Of four whales caught here for Sea World in 1973, three are performing
underwater ballet stunts in San Diego and loving it, according to mammal
curator Jim Antrim. A fourth died of a parasitic infestation soon after

The white whale (which can grow up to 17 feet long and turns ghost
white at maturity) is found mainly in Arctic regions, but also in the St.

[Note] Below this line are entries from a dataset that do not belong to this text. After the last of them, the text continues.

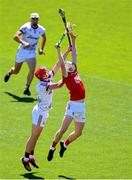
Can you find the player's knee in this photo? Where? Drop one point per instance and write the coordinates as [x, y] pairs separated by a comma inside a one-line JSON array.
[[14, 70], [32, 70], [78, 134]]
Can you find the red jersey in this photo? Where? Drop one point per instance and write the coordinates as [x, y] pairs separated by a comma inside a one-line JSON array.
[[75, 86]]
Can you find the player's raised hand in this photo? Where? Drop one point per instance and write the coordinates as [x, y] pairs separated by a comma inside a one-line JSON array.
[[40, 51], [57, 46]]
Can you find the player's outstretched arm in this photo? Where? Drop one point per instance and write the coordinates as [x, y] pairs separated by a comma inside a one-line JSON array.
[[74, 51], [57, 65], [43, 42], [57, 85], [61, 60]]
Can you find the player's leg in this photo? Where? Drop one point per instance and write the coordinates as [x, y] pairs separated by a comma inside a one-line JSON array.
[[30, 146], [13, 70], [72, 137], [31, 65], [65, 124]]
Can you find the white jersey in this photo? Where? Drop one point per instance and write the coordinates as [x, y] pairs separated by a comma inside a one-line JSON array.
[[44, 95], [31, 35]]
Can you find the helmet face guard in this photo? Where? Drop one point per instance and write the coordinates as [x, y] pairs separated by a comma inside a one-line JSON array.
[[70, 67], [42, 73]]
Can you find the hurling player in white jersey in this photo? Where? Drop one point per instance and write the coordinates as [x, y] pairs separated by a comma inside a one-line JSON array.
[[28, 36], [40, 112]]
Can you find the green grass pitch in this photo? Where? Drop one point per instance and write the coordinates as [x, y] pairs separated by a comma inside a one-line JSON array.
[[104, 45]]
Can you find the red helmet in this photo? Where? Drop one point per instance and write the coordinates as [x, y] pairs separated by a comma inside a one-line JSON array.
[[42, 73]]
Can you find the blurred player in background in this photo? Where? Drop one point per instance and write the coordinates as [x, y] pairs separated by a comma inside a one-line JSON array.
[[40, 112], [75, 109], [28, 36]]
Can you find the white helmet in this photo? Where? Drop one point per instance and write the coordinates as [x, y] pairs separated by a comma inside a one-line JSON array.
[[34, 15], [70, 67]]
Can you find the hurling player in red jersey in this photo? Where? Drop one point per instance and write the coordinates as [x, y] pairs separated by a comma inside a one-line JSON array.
[[75, 109]]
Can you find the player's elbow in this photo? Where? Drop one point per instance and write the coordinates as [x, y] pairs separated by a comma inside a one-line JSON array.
[[15, 37]]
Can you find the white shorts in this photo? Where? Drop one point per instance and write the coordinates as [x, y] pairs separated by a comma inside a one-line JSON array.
[[76, 110], [39, 117], [24, 54]]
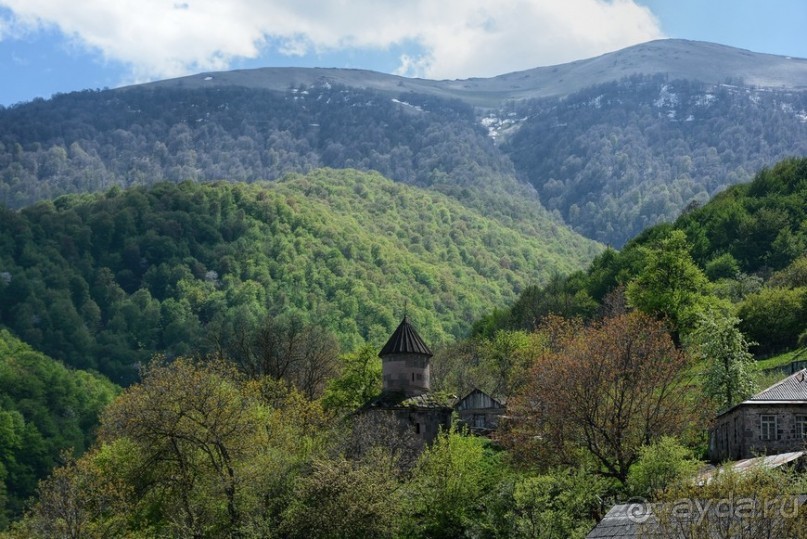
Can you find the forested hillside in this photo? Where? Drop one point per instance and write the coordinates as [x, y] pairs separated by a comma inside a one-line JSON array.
[[105, 281], [609, 160], [744, 252], [45, 409], [90, 141], [619, 157]]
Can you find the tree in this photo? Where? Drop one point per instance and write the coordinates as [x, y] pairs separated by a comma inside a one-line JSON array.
[[660, 465], [359, 382], [670, 286], [717, 340], [774, 318], [607, 391], [194, 427], [561, 504], [450, 485], [304, 355], [342, 499], [83, 499]]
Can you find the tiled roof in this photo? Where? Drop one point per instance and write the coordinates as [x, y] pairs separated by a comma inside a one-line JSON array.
[[639, 521], [792, 388], [405, 340], [623, 520], [744, 465]]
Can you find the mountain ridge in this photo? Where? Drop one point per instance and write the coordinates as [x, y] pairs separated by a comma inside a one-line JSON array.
[[677, 58]]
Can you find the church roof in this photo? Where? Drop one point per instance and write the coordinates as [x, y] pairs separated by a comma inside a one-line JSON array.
[[405, 340]]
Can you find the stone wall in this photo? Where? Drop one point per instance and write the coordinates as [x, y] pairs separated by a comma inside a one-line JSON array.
[[409, 373], [738, 433]]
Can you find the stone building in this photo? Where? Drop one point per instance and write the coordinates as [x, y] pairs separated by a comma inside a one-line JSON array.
[[406, 393], [480, 412], [772, 421]]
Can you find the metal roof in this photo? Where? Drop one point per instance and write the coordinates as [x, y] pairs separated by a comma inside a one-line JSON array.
[[792, 388], [744, 465], [405, 340]]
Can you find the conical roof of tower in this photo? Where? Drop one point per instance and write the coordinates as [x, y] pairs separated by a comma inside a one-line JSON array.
[[405, 340]]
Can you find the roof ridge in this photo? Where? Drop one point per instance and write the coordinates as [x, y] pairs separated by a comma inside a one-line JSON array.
[[776, 390], [405, 340]]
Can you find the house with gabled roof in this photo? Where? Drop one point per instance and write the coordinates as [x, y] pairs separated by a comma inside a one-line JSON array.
[[772, 421]]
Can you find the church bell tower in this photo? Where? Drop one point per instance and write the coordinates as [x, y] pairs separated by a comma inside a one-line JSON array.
[[405, 362]]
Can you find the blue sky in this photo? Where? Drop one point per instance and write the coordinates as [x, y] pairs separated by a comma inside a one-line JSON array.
[[50, 46]]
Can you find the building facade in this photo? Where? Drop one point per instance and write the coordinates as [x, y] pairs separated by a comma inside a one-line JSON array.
[[772, 421], [480, 412], [406, 393]]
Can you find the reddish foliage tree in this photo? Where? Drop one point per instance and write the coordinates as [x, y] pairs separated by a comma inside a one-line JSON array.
[[606, 390]]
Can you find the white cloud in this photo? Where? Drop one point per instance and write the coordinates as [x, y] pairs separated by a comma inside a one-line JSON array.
[[456, 38]]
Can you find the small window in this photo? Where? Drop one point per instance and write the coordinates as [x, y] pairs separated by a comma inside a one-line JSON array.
[[768, 423], [801, 427]]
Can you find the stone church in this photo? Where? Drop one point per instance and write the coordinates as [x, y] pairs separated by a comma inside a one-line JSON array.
[[406, 393]]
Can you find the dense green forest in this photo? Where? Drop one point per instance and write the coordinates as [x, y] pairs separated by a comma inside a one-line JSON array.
[[45, 409], [105, 281], [90, 141], [746, 251], [220, 446], [619, 157], [610, 160]]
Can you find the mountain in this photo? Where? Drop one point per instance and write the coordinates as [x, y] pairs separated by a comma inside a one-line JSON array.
[[708, 63], [45, 410], [749, 241], [105, 281], [608, 145]]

Lawrence estuary. The Canadian Government has banned hunting and killing
of the beluga except by Arctic inhabitants.

Mr. Hickes said the beluga sense the lack of danger. He said that
several years ago, when they were still being slaughtered, as soon as
they heard a boat engine, they were gone for the bay at full speed. Now
they know that boats and motors don't hurt them, so they just follow
boats around and give people a chance to see them.